Le tennis tel que nous le connaissons est né en 1874 avec la publication du premier règlement rédigé par le Gallois Walter Clopton Wingfield, officier britannique. Ce sport devient vite l’un des divertissements favoris des aristocrates anglais. Mais les origines du tennis remontent au Moyen-Âge et son ancêtre, le jeu de paume, est français !

Jeu de paume au XVIème siècle
Jeu de paume au XVIème siècle

 

Évolutions

Dans la France des XIIème et XIIIème siècles, les règles du jeu sont cependant bien différentes. Les raquettes n’ont pas encore été inventées, on y joue avec la main (d’où le terme « paume ») ou en utilisant des gants pour ne pas se blesser. « Tennis » est dérivé du terme « tenez », mot que dit le joueur à son partenaire lorsqu’il lance le service.

Les parties se disputaient en plein air, avec comme terrain un pré, une rue, une place, la cour d’un palais ou encore le fossé d’un château. Les deux camps étaient séparés par une simple ligne, de part et d’autre de laquelle les joueurs s’affrontaient en simple, ou, plus communément, en double ou en équipe.

Au XIVème siècle, l’engouement qui saisit toute la France entraîne un encadrement plus strict de la pratique du jeu de paume. En 1397, les autorités de Paris interdisent aux artisans de jouer la semaine : ils n’y sont autorisés que le dimanche, sous peine de tâter de la prison ! En 1485, un concile ecclésiastique interdit aux prêtres de pratiquer ce sport, par égard pour la dignité qu’exige leur état. Seuls les aristocrates et les rois peuvent le pratiquer en toute liberté.

C’est entre le XVème et le XVIème siècle que se répand l’utilisation de la raquette. Certaines sont faites en parchemin, mais les plus courantes sont élaborées avec des cordes de chanvre ou de boyaux et pourvues d’une armature en bois.

Portrait d'un garçon tenant une raquette et une balle (cercle d'Anguissola, 1555 environ)
Portrait d’un garçon tenant une raquette et une balle (cercle d’Anguissola, 1555 environ)
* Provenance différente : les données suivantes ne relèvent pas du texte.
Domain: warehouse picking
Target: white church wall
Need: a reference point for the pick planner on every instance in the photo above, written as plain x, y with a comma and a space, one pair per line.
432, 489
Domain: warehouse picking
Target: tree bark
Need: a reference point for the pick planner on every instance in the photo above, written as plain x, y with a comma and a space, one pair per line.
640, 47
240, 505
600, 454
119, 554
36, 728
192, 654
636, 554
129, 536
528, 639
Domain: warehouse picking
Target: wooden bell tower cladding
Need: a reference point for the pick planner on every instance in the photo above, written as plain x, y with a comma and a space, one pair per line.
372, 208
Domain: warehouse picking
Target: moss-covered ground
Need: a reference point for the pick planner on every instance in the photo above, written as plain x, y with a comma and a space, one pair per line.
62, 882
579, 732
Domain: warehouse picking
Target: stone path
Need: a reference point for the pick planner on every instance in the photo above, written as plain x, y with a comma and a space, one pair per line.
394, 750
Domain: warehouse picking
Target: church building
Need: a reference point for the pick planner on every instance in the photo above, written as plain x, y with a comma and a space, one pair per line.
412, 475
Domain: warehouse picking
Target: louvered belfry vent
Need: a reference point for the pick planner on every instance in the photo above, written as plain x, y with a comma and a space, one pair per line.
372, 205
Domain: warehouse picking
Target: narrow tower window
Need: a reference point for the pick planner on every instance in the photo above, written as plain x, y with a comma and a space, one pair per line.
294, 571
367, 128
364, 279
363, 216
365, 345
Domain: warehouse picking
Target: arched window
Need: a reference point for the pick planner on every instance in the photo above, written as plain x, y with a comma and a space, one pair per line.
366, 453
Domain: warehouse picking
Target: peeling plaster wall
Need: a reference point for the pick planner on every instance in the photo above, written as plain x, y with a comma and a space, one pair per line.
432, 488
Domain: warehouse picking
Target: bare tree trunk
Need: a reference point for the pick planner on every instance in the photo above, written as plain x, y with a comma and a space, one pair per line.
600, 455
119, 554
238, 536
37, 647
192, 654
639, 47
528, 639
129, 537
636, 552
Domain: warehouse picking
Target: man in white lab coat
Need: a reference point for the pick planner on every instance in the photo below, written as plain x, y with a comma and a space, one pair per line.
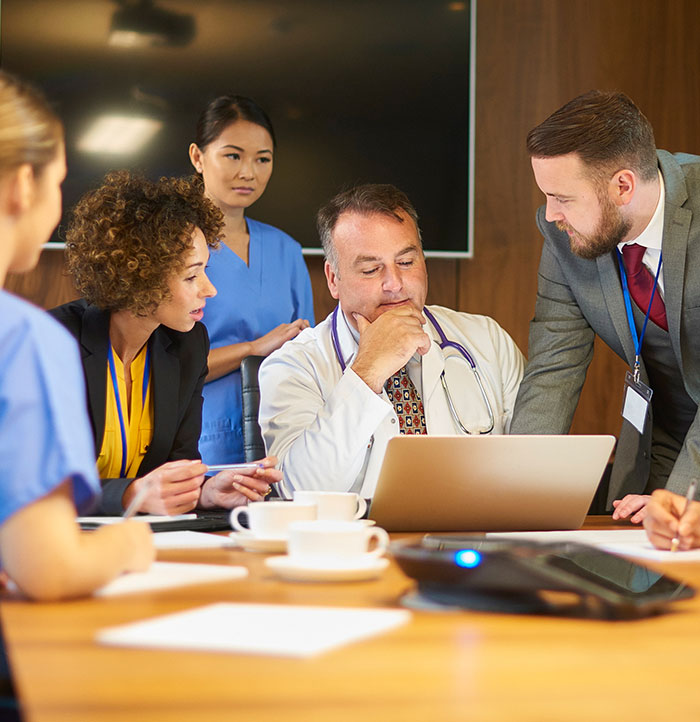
324, 408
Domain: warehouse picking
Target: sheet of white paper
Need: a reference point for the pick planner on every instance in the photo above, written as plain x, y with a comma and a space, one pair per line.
150, 518
630, 542
190, 540
257, 629
164, 575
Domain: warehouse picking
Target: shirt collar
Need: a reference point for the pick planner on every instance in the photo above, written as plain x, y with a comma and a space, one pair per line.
652, 235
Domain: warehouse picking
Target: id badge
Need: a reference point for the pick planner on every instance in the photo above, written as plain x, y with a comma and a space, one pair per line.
636, 402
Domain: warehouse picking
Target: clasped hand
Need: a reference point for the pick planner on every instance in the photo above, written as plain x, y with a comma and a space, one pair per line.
387, 343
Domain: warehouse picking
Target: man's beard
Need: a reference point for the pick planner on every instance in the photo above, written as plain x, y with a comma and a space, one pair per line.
612, 230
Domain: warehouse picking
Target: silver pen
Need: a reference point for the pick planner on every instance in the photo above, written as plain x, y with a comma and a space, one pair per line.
689, 496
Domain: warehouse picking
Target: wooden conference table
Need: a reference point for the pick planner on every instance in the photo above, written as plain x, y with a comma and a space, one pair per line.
441, 666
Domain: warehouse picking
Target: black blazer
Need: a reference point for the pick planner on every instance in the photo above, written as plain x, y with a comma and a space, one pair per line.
178, 367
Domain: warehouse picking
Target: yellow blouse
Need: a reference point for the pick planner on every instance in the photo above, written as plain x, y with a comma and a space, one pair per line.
138, 420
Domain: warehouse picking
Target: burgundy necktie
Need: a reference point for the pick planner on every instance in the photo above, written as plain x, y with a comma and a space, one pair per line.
641, 284
407, 403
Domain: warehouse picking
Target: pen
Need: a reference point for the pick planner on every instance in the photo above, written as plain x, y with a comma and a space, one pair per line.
137, 500
689, 496
241, 468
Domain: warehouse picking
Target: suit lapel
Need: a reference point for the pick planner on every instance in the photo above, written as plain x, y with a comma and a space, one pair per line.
165, 374
675, 245
614, 300
94, 342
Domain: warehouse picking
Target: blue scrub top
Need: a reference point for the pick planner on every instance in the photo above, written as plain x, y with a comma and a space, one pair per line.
45, 433
251, 300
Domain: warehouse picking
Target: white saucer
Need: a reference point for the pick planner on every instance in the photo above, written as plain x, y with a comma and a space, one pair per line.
300, 570
252, 543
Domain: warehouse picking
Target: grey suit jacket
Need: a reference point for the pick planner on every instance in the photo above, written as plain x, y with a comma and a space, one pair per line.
578, 299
À la même époque le jeu se codifie et certaines règles ont survécu dans le tennis moderne. Les points se comptent par 15, 30, 45, puis on obtient un « avantage », on égalise « à deux » (d’où vient le terme anglais actuel « deuce »), chaque manche compte six jeux… La balle doit passer au-dessus d’une corde qui sépare les deux équipes et à laquelle on accroche des clochettes qui sonnent et préviennent les joueurs si la balle passe dessous. Puis le filet remplace progressivement la corde.

La paume reste un jeu de compétition, où l’on s’emporte facilement. Certains règlements demandent aux joueurs de s’engager à ne pas jurer ni blasphémer le nom de Dieu ! On mise de l’argent et l’on fait des paris : les pièces sont déposées sous le filet.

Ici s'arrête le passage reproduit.